To determine the coefficient of viscosity of a given viscous liquid by measuring terminal velocity of a given spherical body.

# Theory

## How do you define viscosity?

Viscosity is the property of a fluid by virtue of which an internal resistance comes into play when the liquid is in motion, and opposes the relative motion between its different layers. Thus, it is the resistance of a fluid to flow.

When liquid flows over flat surface, a backward viscous force acts tangentially to every layer. This force depends upon the area of the layer, velocity of the layer, and the distance of the layer from the surface.

$F \alpha A\frac{\mathrm{d} v}{\mathrm{d} x}$

$F =\eta A\frac{\mathrm{d} v}{\mathrm{d} x}$        Where η is the coefficient of viscosity of the liquid.

## Stoke’s Law

Stoke’s law was established by an English scientist Sir George G Stokes (1819-1903).

When a spherical body moves down through an infinite column of highly viscous liquid, it drags the layer of the liquid in contact with it. As a result, the body experiences a retarding force.

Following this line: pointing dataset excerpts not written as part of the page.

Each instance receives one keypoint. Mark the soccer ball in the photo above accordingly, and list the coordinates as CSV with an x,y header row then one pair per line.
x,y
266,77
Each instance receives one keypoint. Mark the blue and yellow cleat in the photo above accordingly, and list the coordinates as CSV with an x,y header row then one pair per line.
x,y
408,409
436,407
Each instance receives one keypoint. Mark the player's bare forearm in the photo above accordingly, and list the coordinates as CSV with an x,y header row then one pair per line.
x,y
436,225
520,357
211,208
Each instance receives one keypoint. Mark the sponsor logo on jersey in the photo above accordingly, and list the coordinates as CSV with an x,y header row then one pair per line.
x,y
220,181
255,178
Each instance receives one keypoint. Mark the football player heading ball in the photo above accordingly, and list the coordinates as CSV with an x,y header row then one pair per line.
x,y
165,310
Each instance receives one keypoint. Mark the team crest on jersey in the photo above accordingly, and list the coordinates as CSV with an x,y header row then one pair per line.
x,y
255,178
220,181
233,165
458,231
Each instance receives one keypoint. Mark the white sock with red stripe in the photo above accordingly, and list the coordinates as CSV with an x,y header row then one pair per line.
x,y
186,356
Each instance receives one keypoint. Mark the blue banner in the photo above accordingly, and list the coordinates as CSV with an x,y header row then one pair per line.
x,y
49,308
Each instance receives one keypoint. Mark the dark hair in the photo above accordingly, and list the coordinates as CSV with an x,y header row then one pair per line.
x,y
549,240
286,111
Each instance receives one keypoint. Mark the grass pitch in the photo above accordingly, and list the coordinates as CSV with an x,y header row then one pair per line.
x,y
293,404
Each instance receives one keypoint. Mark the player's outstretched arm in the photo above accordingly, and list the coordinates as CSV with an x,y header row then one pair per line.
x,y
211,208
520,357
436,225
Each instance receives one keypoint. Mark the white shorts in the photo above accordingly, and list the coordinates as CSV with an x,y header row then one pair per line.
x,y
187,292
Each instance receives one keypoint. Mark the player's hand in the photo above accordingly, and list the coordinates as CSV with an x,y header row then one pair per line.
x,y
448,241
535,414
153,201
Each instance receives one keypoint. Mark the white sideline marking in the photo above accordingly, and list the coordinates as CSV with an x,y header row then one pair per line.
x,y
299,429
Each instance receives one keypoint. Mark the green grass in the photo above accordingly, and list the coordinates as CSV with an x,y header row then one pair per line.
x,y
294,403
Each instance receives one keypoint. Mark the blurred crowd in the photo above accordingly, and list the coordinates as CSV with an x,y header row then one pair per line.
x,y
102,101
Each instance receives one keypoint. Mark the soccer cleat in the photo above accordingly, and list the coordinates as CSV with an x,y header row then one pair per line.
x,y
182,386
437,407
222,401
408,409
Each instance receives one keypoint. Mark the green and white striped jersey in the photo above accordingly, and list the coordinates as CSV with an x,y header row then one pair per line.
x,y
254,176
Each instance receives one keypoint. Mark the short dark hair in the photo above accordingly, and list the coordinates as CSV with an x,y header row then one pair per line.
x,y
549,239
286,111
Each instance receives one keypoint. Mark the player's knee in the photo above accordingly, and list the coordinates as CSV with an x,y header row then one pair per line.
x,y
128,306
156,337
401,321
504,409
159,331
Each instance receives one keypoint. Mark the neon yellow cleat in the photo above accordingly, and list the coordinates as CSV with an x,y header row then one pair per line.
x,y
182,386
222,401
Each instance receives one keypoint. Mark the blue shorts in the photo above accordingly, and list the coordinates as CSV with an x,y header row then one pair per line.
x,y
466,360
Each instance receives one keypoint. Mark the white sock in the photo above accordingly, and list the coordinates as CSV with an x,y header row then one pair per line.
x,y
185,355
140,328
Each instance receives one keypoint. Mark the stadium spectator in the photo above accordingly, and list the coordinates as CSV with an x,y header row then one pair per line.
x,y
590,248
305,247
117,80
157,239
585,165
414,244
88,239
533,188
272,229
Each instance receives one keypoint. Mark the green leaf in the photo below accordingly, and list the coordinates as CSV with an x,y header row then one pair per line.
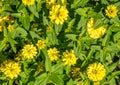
x,y
82,11
21,32
34,35
71,36
33,9
78,3
42,79
3,44
12,43
116,36
48,66
112,81
56,79
58,68
107,38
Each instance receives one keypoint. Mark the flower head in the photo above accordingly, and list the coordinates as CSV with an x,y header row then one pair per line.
x,y
69,58
111,11
96,72
29,51
95,33
53,54
10,68
41,44
58,14
28,2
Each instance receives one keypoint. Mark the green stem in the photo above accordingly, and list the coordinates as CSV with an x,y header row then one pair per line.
x,y
88,57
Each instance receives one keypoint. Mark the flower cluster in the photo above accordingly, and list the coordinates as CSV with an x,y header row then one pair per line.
x,y
69,58
96,72
53,54
10,68
41,44
58,14
28,2
111,11
95,33
29,51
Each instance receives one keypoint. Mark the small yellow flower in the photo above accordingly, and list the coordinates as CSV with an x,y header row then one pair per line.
x,y
41,44
50,3
29,51
69,58
96,72
53,54
111,11
64,2
28,2
10,68
95,33
58,14
10,28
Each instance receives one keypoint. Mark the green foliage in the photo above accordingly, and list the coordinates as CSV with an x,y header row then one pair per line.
x,y
31,23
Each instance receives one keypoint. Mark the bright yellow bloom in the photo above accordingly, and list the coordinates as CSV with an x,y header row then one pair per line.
x,y
69,58
111,11
96,83
58,14
41,44
10,68
28,2
10,28
96,72
29,51
95,33
53,54
50,3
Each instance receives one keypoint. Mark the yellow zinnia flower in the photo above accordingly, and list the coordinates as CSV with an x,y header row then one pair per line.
x,y
95,33
28,2
53,54
29,51
10,68
69,58
50,3
111,11
41,44
58,14
96,72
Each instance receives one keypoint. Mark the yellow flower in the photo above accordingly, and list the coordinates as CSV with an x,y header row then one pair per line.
x,y
53,54
41,44
95,33
50,3
10,28
82,83
28,2
111,11
64,2
96,72
29,51
10,68
58,14
96,83
69,58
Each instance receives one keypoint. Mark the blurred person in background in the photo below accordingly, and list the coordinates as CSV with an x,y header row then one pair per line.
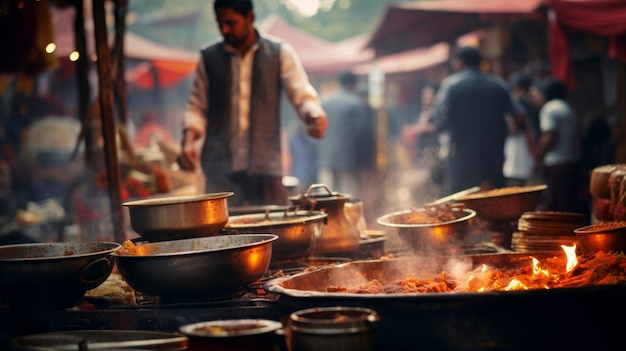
x,y
304,151
559,151
424,146
472,106
234,109
151,131
343,154
520,144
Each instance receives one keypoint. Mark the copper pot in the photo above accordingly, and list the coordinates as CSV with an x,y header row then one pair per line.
x,y
179,217
339,235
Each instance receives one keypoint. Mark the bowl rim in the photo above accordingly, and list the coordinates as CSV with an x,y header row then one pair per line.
x,y
173,200
266,326
383,220
593,229
113,247
264,239
480,195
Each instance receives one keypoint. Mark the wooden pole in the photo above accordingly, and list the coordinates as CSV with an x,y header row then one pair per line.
x,y
107,116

Then according to Stokes law, the viscous drag force,

$F= 6\pi \eta rv$ ,

where,  r - Radius of the spherical body

v - Velocity of the spherical body

It gives the relationship between retarding force and velocity. When viscous force plus buoyant force becomes equal to force due to gravity, the net force becomes zero. The sphere then descends with a constant terminal velocity (v t).

Now,

$6\pi \eta rv = \frac{4}{3}\pi r^{3}(\rho -\sigma )g$

where,  ρ - Density of the liquid

σ - Density of the spherical body

# Learning Outcomes

• Students understand the behavior and properties of fluids
• Students get the knowledge about viscosity of liquids.
• Students understand the quantity, coefficient of viscosity and the various factors affecting its value.
• Students get the concept of terminal velocity.